Blog: Dodentocht

Vrijdag 26 augustus 2011, 12:27

10000 mensen staan elk jaar in Bornem aan de start van de Dodentocht, een wandeling van 100 km die binnen de 24 uur moet afgelegd worden, zodat er geen tijd is voor slaap of lange pauzes. Dit jaar stond ik ook aan de start, samen met Andy en Warren die uit Leeds waren afgekomen om de uitdaging aan te gaan. Waarom? Goh. Na 90 km stond er iemand langs het parcours de lijdende wandelaars te treiteren dat we dit vrijwillig, voor het plezier deden. Ons gevoel voor zwarte humor had de 90 km gelukkig nog net overleefd, maar het plezier was al lang verdwenen. Maar plezier is dan ook niet wat je ertoe aanspoort om die pijnlijke laatste 10 km nog af te leggen; dat gaat op pure wilskracht, om toch maar de eigen grenzen te verleggen en zo de zure voldoening van een succesvolle Dodentocht te kunnen proeven. Aldus strompelden we om half negen zaterdagavond over de eindstreep, aangemoedigd door supporters die, al sinds de aankomst opende in de vroege ochtend, staan te applaudisseren, al even onvermoeibaar als de wandelaars zelf. De ananas die iedere wandelaar traditioneel als beloning krijgt aan de aankomst, bleef achterwege wegens een mislukte ananasoogst, en we moesten ons tevreden stellen met een gladiool. Maar ach, dat kon ons al lang niets meer schelen.

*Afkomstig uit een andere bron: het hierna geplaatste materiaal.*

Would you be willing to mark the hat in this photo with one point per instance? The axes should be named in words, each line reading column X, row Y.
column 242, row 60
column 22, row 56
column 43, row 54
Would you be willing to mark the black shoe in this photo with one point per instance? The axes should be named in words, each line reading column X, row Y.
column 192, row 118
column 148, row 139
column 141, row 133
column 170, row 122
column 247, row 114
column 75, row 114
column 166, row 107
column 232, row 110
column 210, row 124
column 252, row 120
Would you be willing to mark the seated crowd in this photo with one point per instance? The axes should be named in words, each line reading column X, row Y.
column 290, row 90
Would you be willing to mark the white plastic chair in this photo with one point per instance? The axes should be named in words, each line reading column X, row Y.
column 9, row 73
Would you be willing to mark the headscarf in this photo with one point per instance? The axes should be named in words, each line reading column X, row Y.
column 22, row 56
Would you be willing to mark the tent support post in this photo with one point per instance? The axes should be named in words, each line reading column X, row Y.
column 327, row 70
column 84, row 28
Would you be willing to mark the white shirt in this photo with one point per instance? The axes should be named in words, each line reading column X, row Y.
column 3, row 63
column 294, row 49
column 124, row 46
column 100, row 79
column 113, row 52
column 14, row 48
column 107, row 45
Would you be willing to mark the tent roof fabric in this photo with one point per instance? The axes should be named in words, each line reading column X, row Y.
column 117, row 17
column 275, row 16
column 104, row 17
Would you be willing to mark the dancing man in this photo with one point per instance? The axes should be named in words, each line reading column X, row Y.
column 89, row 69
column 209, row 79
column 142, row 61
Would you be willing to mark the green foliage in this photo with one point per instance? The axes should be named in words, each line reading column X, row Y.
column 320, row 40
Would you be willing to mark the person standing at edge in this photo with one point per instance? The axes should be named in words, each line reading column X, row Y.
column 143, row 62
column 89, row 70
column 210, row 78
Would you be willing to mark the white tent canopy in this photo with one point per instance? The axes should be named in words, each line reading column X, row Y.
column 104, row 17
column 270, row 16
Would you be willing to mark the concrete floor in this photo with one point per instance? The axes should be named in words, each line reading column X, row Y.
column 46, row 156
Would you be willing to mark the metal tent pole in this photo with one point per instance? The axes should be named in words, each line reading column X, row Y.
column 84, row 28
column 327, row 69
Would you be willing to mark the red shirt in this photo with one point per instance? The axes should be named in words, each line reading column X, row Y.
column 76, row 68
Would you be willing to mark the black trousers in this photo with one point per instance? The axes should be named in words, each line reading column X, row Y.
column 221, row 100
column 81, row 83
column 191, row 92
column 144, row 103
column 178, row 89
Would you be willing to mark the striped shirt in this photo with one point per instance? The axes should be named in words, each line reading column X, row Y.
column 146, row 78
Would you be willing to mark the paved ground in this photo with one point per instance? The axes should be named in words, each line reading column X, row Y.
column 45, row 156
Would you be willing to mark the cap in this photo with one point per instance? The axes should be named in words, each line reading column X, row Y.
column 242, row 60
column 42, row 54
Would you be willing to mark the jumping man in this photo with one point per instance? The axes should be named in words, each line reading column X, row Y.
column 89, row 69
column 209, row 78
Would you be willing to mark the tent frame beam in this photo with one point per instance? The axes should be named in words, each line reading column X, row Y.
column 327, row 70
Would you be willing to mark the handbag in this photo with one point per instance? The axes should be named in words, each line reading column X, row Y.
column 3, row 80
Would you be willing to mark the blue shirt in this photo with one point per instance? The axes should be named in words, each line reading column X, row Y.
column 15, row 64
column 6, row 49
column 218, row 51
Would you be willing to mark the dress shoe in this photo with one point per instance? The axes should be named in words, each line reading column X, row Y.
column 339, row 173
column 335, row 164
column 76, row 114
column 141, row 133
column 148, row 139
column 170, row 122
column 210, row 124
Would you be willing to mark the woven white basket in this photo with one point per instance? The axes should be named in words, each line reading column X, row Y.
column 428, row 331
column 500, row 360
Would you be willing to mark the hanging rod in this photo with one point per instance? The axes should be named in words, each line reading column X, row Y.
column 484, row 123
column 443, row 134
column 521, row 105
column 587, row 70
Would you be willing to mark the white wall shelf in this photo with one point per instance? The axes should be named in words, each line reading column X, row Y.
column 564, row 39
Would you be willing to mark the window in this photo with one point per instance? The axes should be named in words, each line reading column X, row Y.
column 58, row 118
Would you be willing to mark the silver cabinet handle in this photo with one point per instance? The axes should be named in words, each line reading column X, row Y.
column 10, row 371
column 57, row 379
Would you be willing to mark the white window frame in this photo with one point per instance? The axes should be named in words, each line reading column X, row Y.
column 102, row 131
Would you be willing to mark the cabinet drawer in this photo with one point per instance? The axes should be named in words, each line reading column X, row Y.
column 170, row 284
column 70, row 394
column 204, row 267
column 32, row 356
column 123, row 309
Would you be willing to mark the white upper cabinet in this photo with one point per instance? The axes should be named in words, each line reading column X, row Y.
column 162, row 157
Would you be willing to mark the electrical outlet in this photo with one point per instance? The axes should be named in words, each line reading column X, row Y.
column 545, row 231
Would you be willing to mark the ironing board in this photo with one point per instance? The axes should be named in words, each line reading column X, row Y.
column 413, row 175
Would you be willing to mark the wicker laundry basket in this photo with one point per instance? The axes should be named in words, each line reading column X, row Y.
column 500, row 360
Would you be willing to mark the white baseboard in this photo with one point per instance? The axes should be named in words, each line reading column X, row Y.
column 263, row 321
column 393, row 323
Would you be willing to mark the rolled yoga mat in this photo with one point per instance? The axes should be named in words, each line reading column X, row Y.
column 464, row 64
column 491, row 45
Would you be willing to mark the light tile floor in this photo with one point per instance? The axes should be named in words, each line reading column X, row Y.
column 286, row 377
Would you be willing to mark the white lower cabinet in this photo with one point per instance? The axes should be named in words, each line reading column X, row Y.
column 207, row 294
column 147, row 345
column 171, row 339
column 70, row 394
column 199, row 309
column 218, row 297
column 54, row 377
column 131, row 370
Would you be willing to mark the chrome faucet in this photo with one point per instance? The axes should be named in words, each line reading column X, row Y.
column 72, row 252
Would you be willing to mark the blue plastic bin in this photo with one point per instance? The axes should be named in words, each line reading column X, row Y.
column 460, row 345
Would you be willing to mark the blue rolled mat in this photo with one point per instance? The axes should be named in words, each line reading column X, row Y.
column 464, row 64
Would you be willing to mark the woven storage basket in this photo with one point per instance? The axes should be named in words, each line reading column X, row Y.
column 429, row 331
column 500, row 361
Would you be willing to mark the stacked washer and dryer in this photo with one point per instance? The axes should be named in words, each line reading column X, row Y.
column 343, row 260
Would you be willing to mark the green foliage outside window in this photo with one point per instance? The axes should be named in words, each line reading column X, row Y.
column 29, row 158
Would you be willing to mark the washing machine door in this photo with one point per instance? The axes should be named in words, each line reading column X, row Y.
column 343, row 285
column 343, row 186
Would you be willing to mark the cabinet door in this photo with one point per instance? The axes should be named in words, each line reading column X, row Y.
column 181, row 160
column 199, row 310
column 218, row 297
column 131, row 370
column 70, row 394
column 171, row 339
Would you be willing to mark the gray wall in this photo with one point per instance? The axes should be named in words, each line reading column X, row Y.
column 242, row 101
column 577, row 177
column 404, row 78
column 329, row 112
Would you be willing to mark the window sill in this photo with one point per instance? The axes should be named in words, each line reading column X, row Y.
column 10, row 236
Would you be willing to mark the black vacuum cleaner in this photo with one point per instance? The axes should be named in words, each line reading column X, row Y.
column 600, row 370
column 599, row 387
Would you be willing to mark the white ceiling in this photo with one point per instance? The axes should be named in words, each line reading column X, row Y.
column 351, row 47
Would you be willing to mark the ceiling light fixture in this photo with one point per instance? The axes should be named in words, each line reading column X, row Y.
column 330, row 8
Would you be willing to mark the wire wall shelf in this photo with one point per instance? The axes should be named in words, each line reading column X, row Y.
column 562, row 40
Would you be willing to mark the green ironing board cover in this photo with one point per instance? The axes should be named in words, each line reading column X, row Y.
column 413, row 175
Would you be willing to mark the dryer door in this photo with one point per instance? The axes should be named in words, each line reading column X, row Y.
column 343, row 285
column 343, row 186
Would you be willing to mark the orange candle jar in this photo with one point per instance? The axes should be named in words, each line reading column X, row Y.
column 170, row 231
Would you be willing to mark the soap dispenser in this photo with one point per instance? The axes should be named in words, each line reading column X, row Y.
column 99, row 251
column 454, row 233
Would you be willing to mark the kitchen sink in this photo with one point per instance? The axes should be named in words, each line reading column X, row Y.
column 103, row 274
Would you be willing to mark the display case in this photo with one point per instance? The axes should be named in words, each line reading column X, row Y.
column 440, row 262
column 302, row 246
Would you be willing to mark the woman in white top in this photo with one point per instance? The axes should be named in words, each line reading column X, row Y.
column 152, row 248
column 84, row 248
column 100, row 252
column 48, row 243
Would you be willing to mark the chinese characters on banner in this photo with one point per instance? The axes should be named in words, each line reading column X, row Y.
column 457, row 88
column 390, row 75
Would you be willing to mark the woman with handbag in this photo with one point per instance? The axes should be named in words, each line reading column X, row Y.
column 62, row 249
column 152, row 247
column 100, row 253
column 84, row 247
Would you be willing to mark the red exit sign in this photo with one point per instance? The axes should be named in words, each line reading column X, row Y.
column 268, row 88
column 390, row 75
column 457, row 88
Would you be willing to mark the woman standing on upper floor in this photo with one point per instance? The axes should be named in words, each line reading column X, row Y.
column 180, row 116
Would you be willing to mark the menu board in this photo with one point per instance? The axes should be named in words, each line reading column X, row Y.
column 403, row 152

23 uur en 5 minuten eerder, op vrijdagavond, stonden we aan de start. Voor de start was er al een probleem bij de bagagedienst, waar je een rugzak kunt afgeven die dan voor jou naar het halfwegpunt en weer terug wordt gebracht. Daar stond echter een gigantische file (schijnbaar hadden ze computerproblemen gehad) en om op tijd aan de start te kunnen staan, heb ik mijn rugzak dan maar niet afgegeven, gelukkig had ik sowieso niet al te veel bij. Het was de enige smet op een voor de rest perfecte organisatie. (Sommige wandelaars hadden problemen met hun tracking-chips, maar daar hadden wij geen enkele last van.) Sowieso stonden we echter redelijk achteraan in het peloton van 10000 wandelaars. Om vooraan te staan moet je er al vele uren op voorhand beginnen aanschuiven. Dat hadden we er niet voor over, maar achteraan staan is wel frustrerend. De Dodentocht startte op één minuut na negen (een minuut stilte voor de wandelaar die vorig jaar was gestorven), maar waar wij stonden gebeurde er juist niets. Na een kwartier begon de massa eindelijk langzaam naar voren te strompelen, en pas een vol half uur na het startschot konden we eindelijk de startlijn overschrijden. En dan zit je nog gevangen in een dicht pak van wandelaars, een pak dat over de volgende 24 uur slechts druppelsgewijs zou uitdunnen. Zelfs in de volgende namiddag, toen vele deelnemers al opgegeven hadden en de rest zich over tientallen kilometers had uitgespreid, zouden we nooit alleen lopen, in tegendeel, er waren weinig momenten waarop we niet minstens 50 andere wandelaars in het zicht hadden. Ik had nooit geweten dat 10000 zó'n groot getal is.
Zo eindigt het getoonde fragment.